Six years. That is the age at which poor, bright children are overtaken by less able but richer kids. At that age, the vocabulary and sentence construction of disadvantaged infants starts to fall behind that of their well-off peers. By the age of six, innate cleverness is trumped by wealth.

Faced with such a daunting disadvantage, what can schools in deprived areas do to redress the balance? The Knowledge is Power Program (KIPP) in America has provided a series of simple answers - extend the school day, employ committed staff, impose calmness and discipline, test, drive home relentlessly the positive message that pupils can and will succeed (pages 24-25). As a result, although four-fifths of KIPP pupils are from low-income households and 90 per cent are from ethnic minorities, 85 per cent go to university compared with 20 per cent of low-income pupils nationally.

Set against the numbers of disadvantaged pupils at Oxford University winkled out of the Government by the Tories (page 5), that record looks particularly impressive. But KIPP’s methods and the challenges it faces are not unknown to schools here.

This week a Sutton Trust report explored the gap in educational achievement between pupils from poor and middle-income families. It found that children from poor families without access to the internet, libraries or books are educational laggards (page 6). Unsurprisingly, they do particularly badly if their parents not only lack income but also the emotional resources to cope with life, let alone their kids. They perform a lot better if their parents do the things most well-off parents do - regular reading, trips to the library, set bed times, etc. Simple, effective parenting techniques.

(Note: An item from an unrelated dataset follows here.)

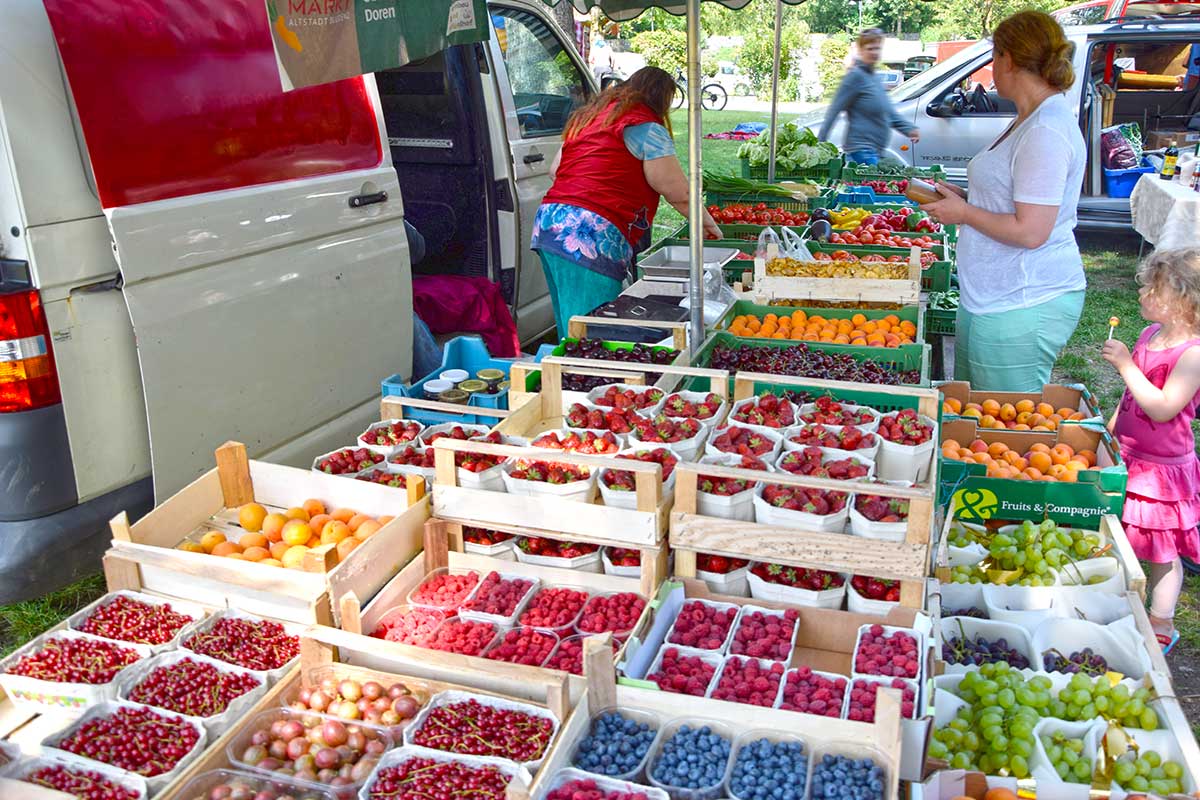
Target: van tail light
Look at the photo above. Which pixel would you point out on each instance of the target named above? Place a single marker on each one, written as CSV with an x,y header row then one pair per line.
x,y
28,376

In this country we debate endlessly and inconclusively what should or should not be in the curriculum: should it be narrowly academic or broadly stimulating; should pupils be rigorously tested or meander meaningfully; should teachers impart knowledge or skills? In reality there is plenty of overlap between ostensibly competing positions. Is putting on a play a demonstration of knowledge or a skill? If a child is inspired by dance or the workings of the internal combustion engine rather than Darwin or Descartes does it matter as long as their imagination is fired? Is Shakespeare any less valuable if he is taught with a nod to the street; if school, in KIPP’s words, becomes cool?

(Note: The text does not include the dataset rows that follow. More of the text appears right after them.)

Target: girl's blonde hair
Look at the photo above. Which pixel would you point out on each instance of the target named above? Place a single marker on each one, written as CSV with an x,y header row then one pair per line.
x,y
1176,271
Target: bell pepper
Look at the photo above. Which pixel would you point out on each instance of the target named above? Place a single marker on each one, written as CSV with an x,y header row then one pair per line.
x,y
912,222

What is often missing from these debates is a realisation that children who lack structure in their lives cannot learn. Consequently, the most successful schools in challenging areas rightly expend a lot of energy building that structure. They oblige pupils to stand when a teacher enters a class, enforce uniform policies, ban running in corridors, establish competitive house systems, internal league tables and setting. They use simple, practical steps to instil order and ambition that can be absent at home.

Some may find that draconian and a bit too traditional. But the results speak for themselves and the conclusion is inescapable: poor kids cannot afford a non-traditional education.